Conclusions  Use of tubular diskectomy compared with conventional microdiskectomy did not result in a statistically significant improvement in the Roland-Morris Disability Questionnaire score. Tubular diskectomy resulted in less favorable results for patient self-reported leg pain, back pain, and recovery.
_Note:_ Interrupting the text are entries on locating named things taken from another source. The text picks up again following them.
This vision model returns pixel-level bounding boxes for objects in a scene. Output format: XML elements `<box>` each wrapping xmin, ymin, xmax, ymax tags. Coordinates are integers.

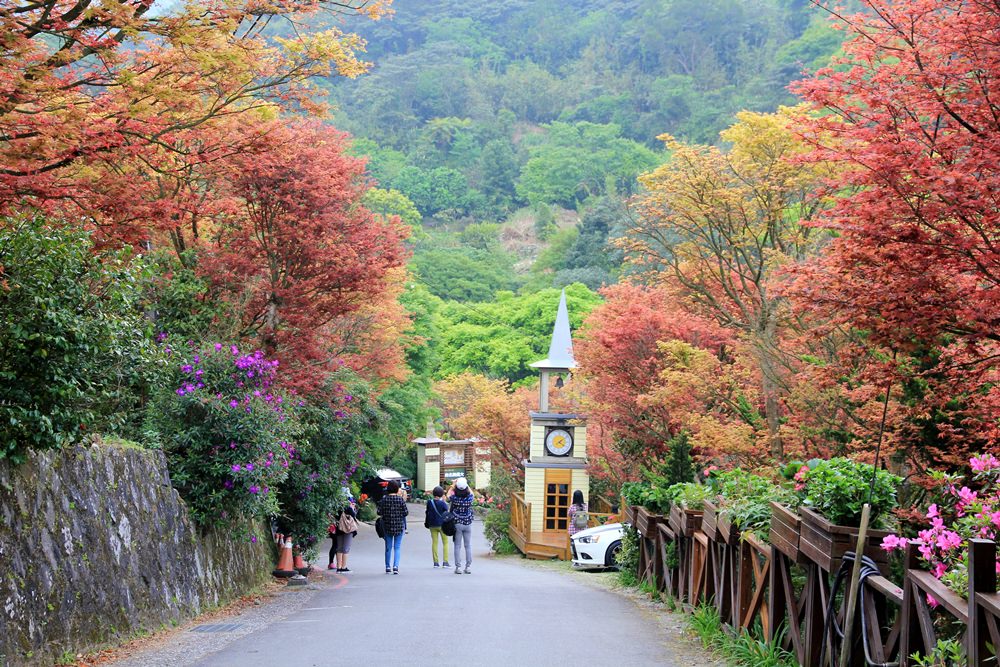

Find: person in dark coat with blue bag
<box><xmin>424</xmin><ymin>486</ymin><xmax>451</xmax><ymax>567</ymax></box>
<box><xmin>377</xmin><ymin>480</ymin><xmax>410</xmax><ymax>574</ymax></box>
<box><xmin>451</xmin><ymin>477</ymin><xmax>476</xmax><ymax>574</ymax></box>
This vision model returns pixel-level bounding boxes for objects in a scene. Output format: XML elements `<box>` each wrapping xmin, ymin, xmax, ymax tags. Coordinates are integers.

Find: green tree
<box><xmin>412</xmin><ymin>248</ymin><xmax>516</xmax><ymax>301</ymax></box>
<box><xmin>477</xmin><ymin>139</ymin><xmax>521</xmax><ymax>212</ymax></box>
<box><xmin>517</xmin><ymin>122</ymin><xmax>660</xmax><ymax>208</ymax></box>
<box><xmin>438</xmin><ymin>284</ymin><xmax>601</xmax><ymax>382</ymax></box>
<box><xmin>0</xmin><ymin>216</ymin><xmax>161</xmax><ymax>462</ymax></box>
<box><xmin>361</xmin><ymin>188</ymin><xmax>423</xmax><ymax>230</ymax></box>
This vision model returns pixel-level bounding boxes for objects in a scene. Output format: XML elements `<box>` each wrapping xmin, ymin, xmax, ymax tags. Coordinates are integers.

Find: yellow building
<box><xmin>511</xmin><ymin>290</ymin><xmax>590</xmax><ymax>558</ymax></box>
<box><xmin>412</xmin><ymin>423</ymin><xmax>491</xmax><ymax>493</ymax></box>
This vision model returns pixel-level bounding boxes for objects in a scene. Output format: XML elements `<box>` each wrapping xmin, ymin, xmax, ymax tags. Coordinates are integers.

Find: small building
<box><xmin>413</xmin><ymin>423</ymin><xmax>491</xmax><ymax>493</ymax></box>
<box><xmin>510</xmin><ymin>290</ymin><xmax>590</xmax><ymax>558</ymax></box>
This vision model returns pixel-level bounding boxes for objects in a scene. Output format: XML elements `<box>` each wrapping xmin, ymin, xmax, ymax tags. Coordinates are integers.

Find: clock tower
<box><xmin>524</xmin><ymin>289</ymin><xmax>590</xmax><ymax>535</ymax></box>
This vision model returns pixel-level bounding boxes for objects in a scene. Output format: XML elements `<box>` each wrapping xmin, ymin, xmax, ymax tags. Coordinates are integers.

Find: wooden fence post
<box><xmin>899</xmin><ymin>542</ymin><xmax>923</xmax><ymax>667</ymax></box>
<box><xmin>966</xmin><ymin>540</ymin><xmax>997</xmax><ymax>667</ymax></box>
<box><xmin>765</xmin><ymin>545</ymin><xmax>793</xmax><ymax>642</ymax></box>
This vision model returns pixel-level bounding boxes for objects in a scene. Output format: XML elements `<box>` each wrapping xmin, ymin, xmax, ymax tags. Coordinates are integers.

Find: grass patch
<box><xmin>688</xmin><ymin>604</ymin><xmax>797</xmax><ymax>667</ymax></box>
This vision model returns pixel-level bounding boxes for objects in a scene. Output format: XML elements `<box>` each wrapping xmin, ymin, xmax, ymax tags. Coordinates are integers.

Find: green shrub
<box><xmin>622</xmin><ymin>482</ymin><xmax>673</xmax><ymax>514</ymax></box>
<box><xmin>712</xmin><ymin>470</ymin><xmax>797</xmax><ymax>539</ymax></box>
<box><xmin>666</xmin><ymin>482</ymin><xmax>714</xmax><ymax>510</ymax></box>
<box><xmin>0</xmin><ymin>216</ymin><xmax>158</xmax><ymax>462</ymax></box>
<box><xmin>615</xmin><ymin>526</ymin><xmax>640</xmax><ymax>586</ymax></box>
<box><xmin>278</xmin><ymin>373</ymin><xmax>368</xmax><ymax>555</ymax></box>
<box><xmin>483</xmin><ymin>509</ymin><xmax>518</xmax><ymax>555</ymax></box>
<box><xmin>795</xmin><ymin>457</ymin><xmax>902</xmax><ymax>526</ymax></box>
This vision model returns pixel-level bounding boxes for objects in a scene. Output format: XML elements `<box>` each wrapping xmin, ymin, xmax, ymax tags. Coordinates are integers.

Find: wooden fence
<box><xmin>622</xmin><ymin>504</ymin><xmax>1000</xmax><ymax>667</ymax></box>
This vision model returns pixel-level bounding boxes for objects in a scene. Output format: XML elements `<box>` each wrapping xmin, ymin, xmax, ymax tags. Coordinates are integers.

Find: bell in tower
<box><xmin>524</xmin><ymin>289</ymin><xmax>590</xmax><ymax>542</ymax></box>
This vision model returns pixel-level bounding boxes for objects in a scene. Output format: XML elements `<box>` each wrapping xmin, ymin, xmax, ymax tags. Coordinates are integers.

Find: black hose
<box><xmin>819</xmin><ymin>551</ymin><xmax>899</xmax><ymax>667</ymax></box>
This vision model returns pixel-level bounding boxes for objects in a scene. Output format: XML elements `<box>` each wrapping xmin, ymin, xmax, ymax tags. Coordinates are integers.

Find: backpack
<box><xmin>337</xmin><ymin>512</ymin><xmax>358</xmax><ymax>533</ymax></box>
<box><xmin>441</xmin><ymin>512</ymin><xmax>457</xmax><ymax>537</ymax></box>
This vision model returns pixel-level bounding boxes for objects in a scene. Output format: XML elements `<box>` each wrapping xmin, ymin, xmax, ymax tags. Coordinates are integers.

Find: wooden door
<box><xmin>543</xmin><ymin>470</ymin><xmax>572</xmax><ymax>533</ymax></box>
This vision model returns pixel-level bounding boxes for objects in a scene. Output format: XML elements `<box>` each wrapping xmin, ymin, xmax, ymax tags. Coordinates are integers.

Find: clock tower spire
<box><xmin>524</xmin><ymin>289</ymin><xmax>590</xmax><ymax>538</ymax></box>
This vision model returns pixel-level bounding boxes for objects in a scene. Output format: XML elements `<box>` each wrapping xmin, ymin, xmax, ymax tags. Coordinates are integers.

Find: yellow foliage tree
<box><xmin>620</xmin><ymin>107</ymin><xmax>832</xmax><ymax>456</ymax></box>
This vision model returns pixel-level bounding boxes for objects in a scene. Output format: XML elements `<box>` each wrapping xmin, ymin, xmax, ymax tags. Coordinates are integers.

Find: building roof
<box><xmin>531</xmin><ymin>288</ymin><xmax>576</xmax><ymax>370</ymax></box>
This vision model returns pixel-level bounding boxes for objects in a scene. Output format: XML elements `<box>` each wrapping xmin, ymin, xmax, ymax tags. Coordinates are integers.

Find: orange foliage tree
<box><xmin>0</xmin><ymin>0</ymin><xmax>388</xmax><ymax>230</ymax></box>
<box><xmin>574</xmin><ymin>283</ymin><xmax>732</xmax><ymax>468</ymax></box>
<box><xmin>794</xmin><ymin>0</ymin><xmax>1000</xmax><ymax>465</ymax></box>
<box><xmin>621</xmin><ymin>108</ymin><xmax>831</xmax><ymax>457</ymax></box>
<box><xmin>203</xmin><ymin>121</ymin><xmax>406</xmax><ymax>388</ymax></box>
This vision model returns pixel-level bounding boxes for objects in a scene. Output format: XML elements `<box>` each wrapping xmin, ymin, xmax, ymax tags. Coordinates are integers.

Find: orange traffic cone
<box><xmin>292</xmin><ymin>548</ymin><xmax>312</xmax><ymax>577</ymax></box>
<box><xmin>271</xmin><ymin>537</ymin><xmax>295</xmax><ymax>579</ymax></box>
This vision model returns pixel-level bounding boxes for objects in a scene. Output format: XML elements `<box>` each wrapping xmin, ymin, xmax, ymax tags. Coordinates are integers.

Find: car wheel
<box><xmin>604</xmin><ymin>540</ymin><xmax>622</xmax><ymax>567</ymax></box>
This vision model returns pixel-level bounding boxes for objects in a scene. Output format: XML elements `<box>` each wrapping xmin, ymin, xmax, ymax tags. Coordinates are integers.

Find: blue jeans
<box><xmin>384</xmin><ymin>533</ymin><xmax>403</xmax><ymax>569</ymax></box>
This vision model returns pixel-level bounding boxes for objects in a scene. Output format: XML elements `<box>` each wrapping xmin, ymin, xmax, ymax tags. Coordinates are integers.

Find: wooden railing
<box><xmin>623</xmin><ymin>507</ymin><xmax>1000</xmax><ymax>667</ymax></box>
<box><xmin>508</xmin><ymin>491</ymin><xmax>531</xmax><ymax>552</ymax></box>
<box><xmin>587</xmin><ymin>512</ymin><xmax>621</xmax><ymax>528</ymax></box>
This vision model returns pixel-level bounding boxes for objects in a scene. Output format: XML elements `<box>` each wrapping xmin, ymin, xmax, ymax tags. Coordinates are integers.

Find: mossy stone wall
<box><xmin>0</xmin><ymin>445</ymin><xmax>273</xmax><ymax>665</ymax></box>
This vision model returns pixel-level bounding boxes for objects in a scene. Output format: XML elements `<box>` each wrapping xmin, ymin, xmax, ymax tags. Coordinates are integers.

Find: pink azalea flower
<box><xmin>937</xmin><ymin>530</ymin><xmax>962</xmax><ymax>551</ymax></box>
<box><xmin>969</xmin><ymin>454</ymin><xmax>1000</xmax><ymax>472</ymax></box>
<box><xmin>882</xmin><ymin>535</ymin><xmax>907</xmax><ymax>551</ymax></box>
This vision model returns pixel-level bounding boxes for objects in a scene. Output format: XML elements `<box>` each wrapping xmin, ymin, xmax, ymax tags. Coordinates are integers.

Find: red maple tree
<box><xmin>575</xmin><ymin>283</ymin><xmax>731</xmax><ymax>458</ymax></box>
<box><xmin>202</xmin><ymin>121</ymin><xmax>406</xmax><ymax>389</ymax></box>
<box><xmin>795</xmin><ymin>0</ymin><xmax>1000</xmax><ymax>459</ymax></box>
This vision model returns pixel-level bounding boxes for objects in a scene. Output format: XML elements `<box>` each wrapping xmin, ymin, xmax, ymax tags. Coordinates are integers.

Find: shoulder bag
<box><xmin>337</xmin><ymin>512</ymin><xmax>358</xmax><ymax>533</ymax></box>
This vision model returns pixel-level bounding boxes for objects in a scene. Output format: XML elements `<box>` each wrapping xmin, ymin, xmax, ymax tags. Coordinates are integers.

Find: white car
<box><xmin>570</xmin><ymin>523</ymin><xmax>625</xmax><ymax>569</ymax></box>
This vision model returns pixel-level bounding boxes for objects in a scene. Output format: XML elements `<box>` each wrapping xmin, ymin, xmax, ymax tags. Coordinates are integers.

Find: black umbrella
<box><xmin>361</xmin><ymin>468</ymin><xmax>408</xmax><ymax>502</ymax></box>
<box><xmin>361</xmin><ymin>477</ymin><xmax>389</xmax><ymax>503</ymax></box>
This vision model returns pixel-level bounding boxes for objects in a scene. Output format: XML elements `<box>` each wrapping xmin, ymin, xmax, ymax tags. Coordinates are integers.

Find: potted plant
<box><xmin>622</xmin><ymin>482</ymin><xmax>670</xmax><ymax>536</ymax></box>
<box><xmin>667</xmin><ymin>482</ymin><xmax>712</xmax><ymax>537</ymax></box>
<box><xmin>795</xmin><ymin>457</ymin><xmax>901</xmax><ymax>572</ymax></box>
<box><xmin>713</xmin><ymin>470</ymin><xmax>793</xmax><ymax>544</ymax></box>
<box><xmin>701</xmin><ymin>497</ymin><xmax>724</xmax><ymax>542</ymax></box>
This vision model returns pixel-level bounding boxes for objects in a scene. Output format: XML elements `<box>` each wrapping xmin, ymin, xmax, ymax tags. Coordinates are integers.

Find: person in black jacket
<box><xmin>424</xmin><ymin>486</ymin><xmax>451</xmax><ymax>567</ymax></box>
<box><xmin>378</xmin><ymin>480</ymin><xmax>410</xmax><ymax>574</ymax></box>
<box><xmin>336</xmin><ymin>498</ymin><xmax>358</xmax><ymax>572</ymax></box>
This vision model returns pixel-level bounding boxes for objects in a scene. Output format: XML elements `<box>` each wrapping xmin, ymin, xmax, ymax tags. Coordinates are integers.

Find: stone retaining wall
<box><xmin>0</xmin><ymin>445</ymin><xmax>273</xmax><ymax>665</ymax></box>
Trial Registration  isrctn.org Identifier: ISRCTN51857546


Author Affiliations: Department of Neurosurgery, Medical Center Haaglanden, the Hague, the Netherlands (Drs Arts and Peul); Departments of Neurosurgery (Drs Arts and Peul), Medical Statistics and Bioinformatics (Dr Brand), and Medical Decision Making (Dr van den Akker), Leiden University Medical Center, Leiden, the Netherlands; Department of General Practice, Erasmus Medical Center, Rotterdam, the Netherlands (Dr Koes); and Department of Neurosurgery, Radboud University Nijmegen Medical Center, Nijmegen, the Netherlands (Dr Bartels).